Então, lá nos campos que já foram de
Maneco Terra, há príncipes que vivem hoje como que dentro de um sonho de um
escritor, e no auge do verão trabalham arduamente fazendo cercas que já não são
para o trigo, coisa esquecida. Hoje as cercas são para o gado, para a soja, e
há um príncipe de camisa de cambraia aberta ao peito que poderia ser conhecido
como fazedor de cercas, mas que como agora existem aqueles rolos de arame quase
brilhantes que já vêm prontinhos da fábrica, é chamado de Alambrador.
Então, sob o sol inclemente de janeiro,
o Alambrador moureja arduamente puxando, esticando e pregando aquele arame
cheio de farpas, queimando-se ao sol, ferindo as mãos, molhando de suor a ampla
camisa de cambraia aberta ao peito – quando o sol fica ardente em demasia ele
arranca tufos de capim verde e enche com ele a copa ardente do seu chapéu. Como
há séculos, anos e meses atrás, os campos de Érico Veríssimo continuam a ser
trabalhados, e aquele Alambrador Terra/Cambará suspira de satisfação quando vê
que há um alívio vindo a caminho dentro de uma jarra fria, onde há leite, ovos
e açúcar, gemada diluída e esfriada, feita pela mulher que o ama para lhe
recompor o ânimo e as forças que o sol está roubando.

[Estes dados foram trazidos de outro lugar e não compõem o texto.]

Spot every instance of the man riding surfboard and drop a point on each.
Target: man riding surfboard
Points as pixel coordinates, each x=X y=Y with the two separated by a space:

Ele pára, empurra para trás o chapéu
quente, seca com a manga de cambraia a testa molhada de suor enquanto se apossa
da vasilha gelada e fragrante, e gole a gole, bebe aquela bebida reanimadora
que lhe desce por dentro do peito exatamente como o bálsamo de que estava precisando
para se reanimar. O coração lhe sinaliza o prazer daquele refrigério entrando
num compasso mais acelerado, e então, chapéu para trás, deixando escorregar
para o chão a vasilha vazia, ele enlaça aquela mulher que lhe tem tanto amor e
a puxa para junto do peito suado, e para ela tudo é fina fragrância naquele seu
suado cheiro de trabalho, e como uma coisa de doido, os lábios dos dois se
encontram, e um desvario que é completamente inexplicável dança dentro deles, e
dentre eles, e ao redor deles como
girândolas de nuvens coloridas, e ambos têm a certeza de que momentos
assim são completamente inesquecíveis, até para muito depois que a morte os
separar.
Não mudaram muito as coisas nos campos
de Érico Veríssimo. Apenas Maneco Terra se chama, hoje, o Alambrador.
* Escritora de Blumenau/SC, historiadora e
doutoranda em Geografia pela UFPR, autora de vinte e seis livros (o 26º lançado
em 5 de maio de 2016), entre os quais os romances “Verde Vale” (dez edições) e
“No tempo das tangerinas” (12 edições).